“I’d get a lot more out of your sermons if you didn’t preach all the black stuff.”
Phil and I weren’t close friends, but we were (and still are) acquaintances. Most importantly, he is white and, at that time, I, a black woman, was his pastor.
I can’t remember the rest of the conversation. I was caught off guard by the dismissive summary of the term “the black stuff.” Our congregation was a rapidly gentrifying church in a transitioning, urban neighborhood. Conversations with white folks uncomfortable with “the black stuff” were becoming the new normal. When the heat came in these conversations, usually in the form of angst or anger, I reflexively stepped behind my mental defense shield, a set of conciliatory auto-responses intended to communicate empathy and invite the “Phils” and “Phyllisses” of the congregation to more dialogue in the future.
Through Many Dangers, Toils, and Snares
To be clear, what Phil called “the black stuff,” I understand to be the whole Gospel.
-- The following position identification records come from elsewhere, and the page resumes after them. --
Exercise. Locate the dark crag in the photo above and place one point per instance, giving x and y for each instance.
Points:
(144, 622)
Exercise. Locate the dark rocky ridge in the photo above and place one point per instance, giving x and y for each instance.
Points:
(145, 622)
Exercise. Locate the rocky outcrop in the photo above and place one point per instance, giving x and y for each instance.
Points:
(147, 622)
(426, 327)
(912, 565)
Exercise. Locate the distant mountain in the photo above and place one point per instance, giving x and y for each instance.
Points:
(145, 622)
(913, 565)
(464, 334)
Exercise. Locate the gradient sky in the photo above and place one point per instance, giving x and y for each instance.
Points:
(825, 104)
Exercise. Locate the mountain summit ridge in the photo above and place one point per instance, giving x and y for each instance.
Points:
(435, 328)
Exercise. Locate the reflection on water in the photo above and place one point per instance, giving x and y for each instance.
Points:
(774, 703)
Enslaved Africans in America understood that God’s command that Israel “stop the oppressor” (Isaiah 1:17) was both a word to Israel AND a word to them about the character of God. “Through many dangers, toils, and snares,” enslaved men and women whispered visions of justice and freedom to each other through the generations. It’s this Gospel message that animated the will of the black church and shaped the tradition of black preaching.
But colonists and slaveholders also whispered their version of a truncated Gospel down through the generations. Many of us with experience in the evangelical church are theological heirs to a simple story of battles fought and victories won, with the blessing of God. But the stories of suffering, survival, and the persistent pursuit of God among enslaved Africans and indigenous people have been cropped out of the picture many of us inherited. If you grew up with a cropped story, it’s hard to acknowledge that on the edges of your picture of colonial purity, victory, and blessing are black and indigenous bodies revealing more truth than you realize about the “One who saves.”
The stories of suffering, survival and the persistent pursuit of God among enslaved Africans and Indigenous people have been cropped out of the picture many of us inherited. Click To TweetHe told her, “Go, call your husband and come back.”
“I have no husband,” she replied. (Jn 4:16-17)
While we struggle to hide our embarrassing stories from each other and God, Jesus invites us to the kind of truth-telling that crushes the oppression of evil. In the story of Jesus meeting the Samaritan woman at the well, his response to her truncated truth is to tell her whole story:
Jesus said to her, “You are right when you say you have no husband. The fact is, you have had five husbands, and the man you now have is not your husband. What you have just said is quite true.” (Jn 4:17-18)
While most of us (including me) are tempted to see Jesus’s truth-telling in this story as a holy “clapback” or a “power move” to signify her lower, social status, it is, instead, an act of grace. This ostracized, shame-filled woman is at the well to get water at a time when she could be certain to avoid social interaction. But Jesus tells her messy story and sets her free to tell her whole town about the man who “told [her] everything [she] ever did.” The writer tells us that “Many of the Samaritans from that town believed in [Jesus] because of the woman’s testimony.” (Jn 4:39) The response to the woman’s messy story is freedom and grace, not only for her but for everyone around her, too.
The Whole, Messy Truth
Thankfully, Jesus not only knows the not-so-pretty parts of our personal stories but also the downright ugly parts of our systemic, generational histories. It’s been a few years since my conversation with Phil. Since then, I’ve come to understand that the fragility of some white folks, when hearing the truth of the Gospel from the voices of the oppressed, is an effort to cling to a neat and tidy Gospel story. But our neat and tidy Gospel stories won’t save us. So, this year, I’m preaching about “the black stuff” on purpose during Black History Month. It’s become my practice to preach about “the poor stuff,” “the indigenous stuff,” “the gender stuff,” and more—because all the “stuff” belongs to Jesus.
Whether you’re a preacher, teacher, or reader, I invite you to meet Jesus in the margins of your neat and tidy story. There you will find the Spirit of God is telling the whole, messy truth about you through the voices of the oppressed. There you will also find a healing grace to set you free to become an agent of freedom for those around you.